Entrevista:O Estado inteligente

sábado, março 07, 2009

Chinês faz lance falso no leilão da Christie’s

Espírito de porco

Em nome do dever patriótico, empresário chinês driblou
os controles da Christie’s, arrematou duas peças saqueadas
no século XIX e ainda tripudiou: não vai pagar

Fotos Alain Nogues-Corbis-Latin Stock eChina Fotos-Getty Images
A CASA CAIU
Cai Mingchao fez o lance falso e diz, mas ninguém acredita, que agiu sozinho

Por qualquer critério estético que se use, e em especial se comparadas às fabulosas obras produzidas em 5.000 anos de história chinesa, as duas esculturas abaixo são, no mínimo, esquisitas. O coelho tem orelhas desproporcionais e traços estranhamente antropomórficos; o rato parece uma anta.
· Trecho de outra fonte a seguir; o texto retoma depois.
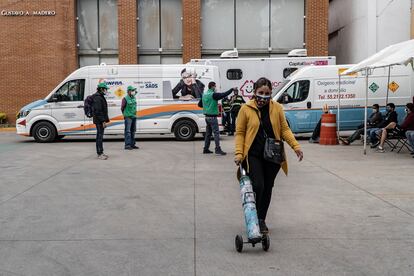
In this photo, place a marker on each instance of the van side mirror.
(53, 99)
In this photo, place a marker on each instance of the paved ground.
(166, 209)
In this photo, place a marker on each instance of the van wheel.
(184, 130)
(44, 132)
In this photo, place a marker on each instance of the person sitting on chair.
(390, 122)
(373, 121)
(317, 131)
(408, 124)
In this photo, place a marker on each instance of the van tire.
(44, 132)
(185, 130)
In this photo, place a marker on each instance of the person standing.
(100, 117)
(210, 109)
(236, 102)
(258, 120)
(226, 120)
(129, 110)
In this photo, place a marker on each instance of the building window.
(234, 74)
(255, 28)
(160, 31)
(97, 32)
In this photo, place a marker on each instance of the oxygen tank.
(249, 208)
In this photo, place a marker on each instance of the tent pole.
(339, 104)
(388, 84)
(366, 112)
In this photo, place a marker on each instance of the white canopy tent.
(397, 54)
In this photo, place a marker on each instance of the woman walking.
(259, 121)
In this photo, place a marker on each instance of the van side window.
(288, 71)
(71, 91)
(234, 74)
(297, 92)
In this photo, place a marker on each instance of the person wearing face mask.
(209, 103)
(100, 117)
(373, 121)
(390, 122)
(236, 102)
(408, 126)
(129, 110)
(189, 86)
(259, 119)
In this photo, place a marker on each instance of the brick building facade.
(38, 45)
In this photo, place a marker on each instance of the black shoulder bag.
(273, 150)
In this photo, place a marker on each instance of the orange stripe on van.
(142, 113)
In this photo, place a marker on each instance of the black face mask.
(262, 100)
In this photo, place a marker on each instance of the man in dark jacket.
(211, 111)
(100, 117)
(188, 85)
(406, 125)
(226, 120)
(390, 121)
(373, 121)
(236, 103)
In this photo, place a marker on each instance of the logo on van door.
(247, 88)
(111, 82)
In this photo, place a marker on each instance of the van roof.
(206, 60)
(90, 68)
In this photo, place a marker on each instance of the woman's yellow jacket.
(248, 123)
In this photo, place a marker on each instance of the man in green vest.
(129, 110)
(210, 109)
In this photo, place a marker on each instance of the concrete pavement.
(167, 209)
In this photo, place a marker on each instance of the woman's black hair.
(262, 82)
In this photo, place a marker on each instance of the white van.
(61, 113)
(305, 92)
(243, 72)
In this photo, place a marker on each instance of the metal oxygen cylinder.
(249, 207)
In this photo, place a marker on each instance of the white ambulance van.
(243, 72)
(61, 113)
(306, 91)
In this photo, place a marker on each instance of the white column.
(372, 26)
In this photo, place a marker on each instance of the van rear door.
(297, 101)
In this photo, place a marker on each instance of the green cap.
(103, 85)
(131, 88)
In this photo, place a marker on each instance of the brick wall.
(127, 31)
(37, 52)
(316, 27)
(191, 29)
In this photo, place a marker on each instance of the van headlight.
(23, 113)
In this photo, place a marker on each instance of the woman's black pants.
(262, 174)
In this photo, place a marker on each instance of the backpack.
(87, 106)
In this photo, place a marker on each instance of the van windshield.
(279, 87)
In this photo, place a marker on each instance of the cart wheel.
(239, 243)
(265, 242)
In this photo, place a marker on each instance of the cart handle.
(242, 171)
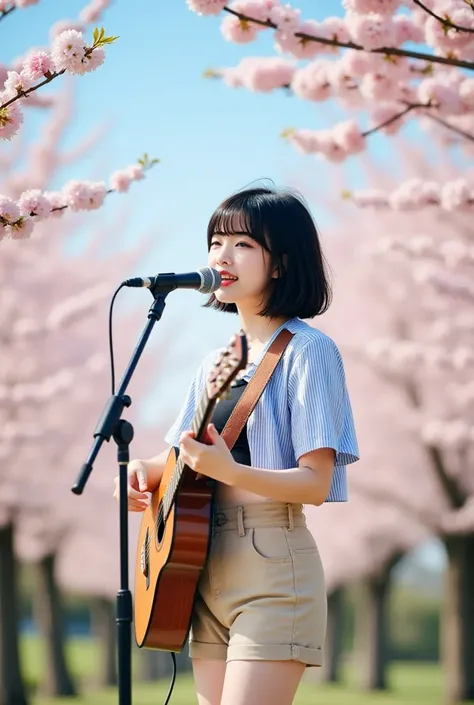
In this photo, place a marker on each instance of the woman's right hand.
(137, 487)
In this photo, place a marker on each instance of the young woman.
(260, 613)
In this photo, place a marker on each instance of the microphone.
(205, 280)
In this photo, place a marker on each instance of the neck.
(259, 329)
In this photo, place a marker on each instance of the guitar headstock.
(227, 366)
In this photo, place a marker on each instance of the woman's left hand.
(213, 460)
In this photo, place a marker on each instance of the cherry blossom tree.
(365, 61)
(404, 311)
(72, 54)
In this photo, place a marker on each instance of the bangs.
(232, 218)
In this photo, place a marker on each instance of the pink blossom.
(371, 198)
(364, 7)
(120, 181)
(457, 195)
(206, 7)
(319, 142)
(328, 147)
(11, 118)
(312, 81)
(17, 82)
(253, 8)
(63, 25)
(56, 203)
(68, 50)
(376, 87)
(285, 18)
(33, 203)
(38, 64)
(348, 135)
(414, 194)
(442, 37)
(289, 43)
(9, 209)
(238, 31)
(372, 31)
(357, 63)
(304, 141)
(344, 87)
(381, 113)
(439, 93)
(21, 229)
(264, 74)
(84, 195)
(466, 92)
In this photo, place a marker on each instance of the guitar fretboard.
(200, 414)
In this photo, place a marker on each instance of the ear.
(277, 272)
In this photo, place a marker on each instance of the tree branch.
(388, 51)
(394, 118)
(444, 21)
(448, 126)
(25, 94)
(451, 489)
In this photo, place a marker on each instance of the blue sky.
(151, 96)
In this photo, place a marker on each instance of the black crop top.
(240, 451)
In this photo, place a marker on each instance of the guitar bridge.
(145, 558)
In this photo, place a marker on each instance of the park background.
(151, 96)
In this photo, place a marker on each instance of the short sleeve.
(188, 408)
(321, 413)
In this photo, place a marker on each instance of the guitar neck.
(200, 421)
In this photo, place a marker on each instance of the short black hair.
(280, 221)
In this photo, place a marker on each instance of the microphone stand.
(111, 424)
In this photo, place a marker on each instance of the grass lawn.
(411, 684)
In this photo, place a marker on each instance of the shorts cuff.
(201, 649)
(275, 652)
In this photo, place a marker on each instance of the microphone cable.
(112, 375)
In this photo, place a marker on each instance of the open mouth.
(227, 279)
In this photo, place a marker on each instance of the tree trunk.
(331, 671)
(12, 688)
(49, 616)
(372, 638)
(105, 630)
(457, 638)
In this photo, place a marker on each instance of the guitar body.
(175, 532)
(170, 559)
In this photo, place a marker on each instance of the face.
(246, 264)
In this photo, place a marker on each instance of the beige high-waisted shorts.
(262, 594)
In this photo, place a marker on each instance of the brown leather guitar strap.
(255, 387)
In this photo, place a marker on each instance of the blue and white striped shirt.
(304, 406)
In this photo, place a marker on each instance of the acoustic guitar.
(175, 531)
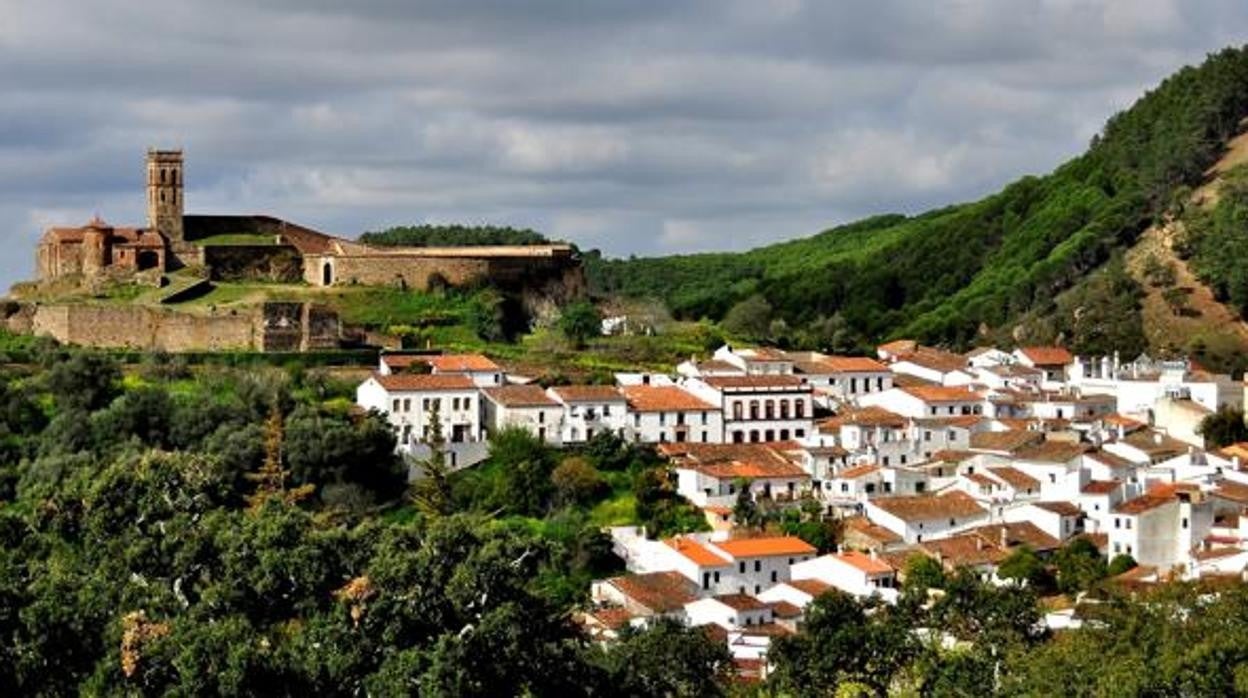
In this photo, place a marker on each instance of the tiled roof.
(1015, 477)
(813, 587)
(740, 602)
(864, 417)
(755, 381)
(865, 562)
(1063, 508)
(521, 396)
(695, 552)
(418, 382)
(462, 363)
(1047, 356)
(941, 393)
(588, 393)
(927, 507)
(663, 398)
(662, 592)
(1005, 441)
(765, 547)
(1101, 486)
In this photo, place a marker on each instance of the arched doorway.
(147, 259)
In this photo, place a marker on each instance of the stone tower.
(165, 192)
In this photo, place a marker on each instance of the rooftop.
(521, 396)
(927, 507)
(664, 398)
(422, 382)
(765, 547)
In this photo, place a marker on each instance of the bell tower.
(165, 192)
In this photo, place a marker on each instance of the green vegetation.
(452, 236)
(232, 239)
(946, 276)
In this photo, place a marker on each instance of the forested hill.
(452, 236)
(950, 275)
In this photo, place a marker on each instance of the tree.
(668, 658)
(432, 492)
(579, 322)
(749, 319)
(745, 511)
(922, 573)
(577, 482)
(1223, 427)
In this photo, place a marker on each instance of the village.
(960, 458)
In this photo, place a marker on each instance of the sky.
(638, 127)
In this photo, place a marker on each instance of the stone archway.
(147, 259)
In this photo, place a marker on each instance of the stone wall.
(144, 329)
(278, 264)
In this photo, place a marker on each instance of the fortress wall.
(278, 264)
(144, 329)
(393, 270)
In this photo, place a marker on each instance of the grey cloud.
(638, 127)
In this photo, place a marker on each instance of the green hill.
(1017, 257)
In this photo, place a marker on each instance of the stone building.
(281, 251)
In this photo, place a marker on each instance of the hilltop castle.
(263, 247)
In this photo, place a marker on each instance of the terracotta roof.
(1051, 452)
(941, 393)
(736, 460)
(927, 507)
(862, 526)
(1107, 458)
(765, 547)
(1047, 356)
(1004, 441)
(1232, 491)
(1101, 486)
(695, 552)
(855, 472)
(1065, 508)
(421, 382)
(521, 396)
(755, 381)
(813, 587)
(462, 363)
(740, 602)
(588, 393)
(662, 592)
(862, 417)
(663, 398)
(785, 609)
(1015, 477)
(844, 365)
(865, 562)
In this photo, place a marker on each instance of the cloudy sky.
(633, 126)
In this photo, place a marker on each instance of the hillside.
(997, 266)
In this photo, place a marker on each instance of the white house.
(670, 413)
(527, 407)
(758, 407)
(853, 572)
(926, 516)
(590, 410)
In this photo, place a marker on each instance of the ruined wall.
(144, 329)
(278, 264)
(394, 270)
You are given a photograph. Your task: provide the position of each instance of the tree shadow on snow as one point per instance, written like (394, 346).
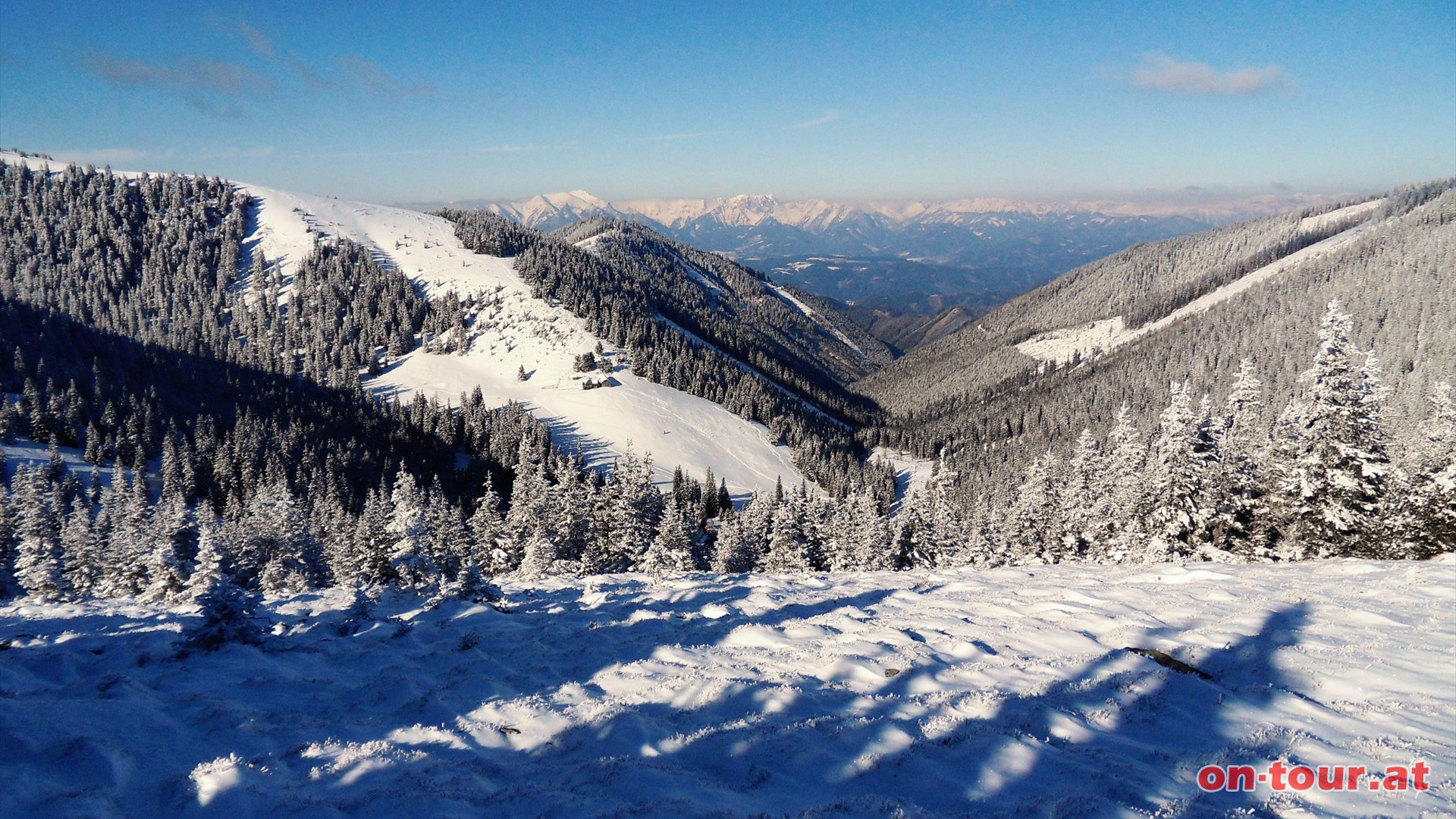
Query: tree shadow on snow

Para a China, no entanto, as esculturas de bronze viraram questão de honra nacional pelo valor simbólico, pois foram saqueadas no século XIX, num período histórico que parece até fictício de tão absurdo – era o tempo das guerras do Ópio, quando a Inglaterra queria forçar a venda da droga vinda dos campos de papoula da Índia colonial aos chineses e as demais potências ocidentais queriam forçar a venda de qualquer outra coisa. O coelho e o rato faziam parte de uma fonte com os doze animais do horóscopo chinês, uma das incontáveis peças decorativas do prodigioso Palácio de Verão dos imperadores da época, saqueado e incendiado em 1860 por tropas francesas e inglesas em represália pela tortura e morte de vinte emissários que negociavam uma trégua, num dos maiores casos de choque cultural da história recente – os chineses não entendiam o conceito de imunidade e os invasores estrangeiros entendiam, mas usaram assim mesmo, o critério da força desproporcional, em represália. Como inúmeras obras saqueadas antes dos tratados internacionais recentes que regem o direito das nações ao próprio patrimônio, o coelho e o rato acabaram legitimados e incorporados à coleção do costureiro francês Yves Saint Laurent, morto no ano passado, e seu sócio e companheiro, Pierre Bergé. Em nome do amor de sua vida e da benemerência, Bergé levou a leilão na Christie’s de Paris 700 peças da coleção. Desafiando a crise, o leilão amealhou impressionantes 478,8 milhões de dólares. Exceto pelas esculturas chinesas: os lances vencedores de 20 milhões de dólares, soube-se na semana passada, foram falsos.

ANO DA ZEBRA
O rato e o coelho: longe de casa

Quem os fez foi o empresário chinês Cai Mingchao, que considerou seu dever patriótico melar a venda. Para quem conhece minimamente a China, parece próxima de zero a probabilidade de que Cai tenha agido de moto próprio. Mas como a tarimbada Christie’s foi cair nessa? Cai foi um, digamos, instrumento adequado. Ele é do ramo do comércio de arte, tem uma casa de leilões na China e há três anos pagou 15 milhões de dólares por um Buda de bronze da dinastia Ming. A quem dá o lance mais alto, a Christie’s pede ficha bancária e de crédito, e a de Cai passou no crivo. Como ele não pagou, e ainda tripudiou, o mais provável é que as esculturas voltem para Bergé. O governo chinês, que fez uma grande campanha contra o leilão das esculturas, sustenta oficialmente que não tem nada com a história, engendrada por Cai em conjunto com Niu Xianfeng, diretor do Programa de Recuperação de Relíquias Culturais Perdidas, uma organização não-governamental (hummmm). A tentativa de recuperar o patrimônio perdido é legítima e louvável, especialmente na China, onde tesouros incontáveis foram destruídos pelos próprios chineses, durante o maoísmo. Cinco das doze esculturas originais – tigre, boi, macaco, porco e cavalo – foram adquiridas discretamente por estatais e empresários chineses e doadas a museus. Agora, tudo indica, a política é fazer barulho. Nesse campo, pelo menos, o leilão deu zebra.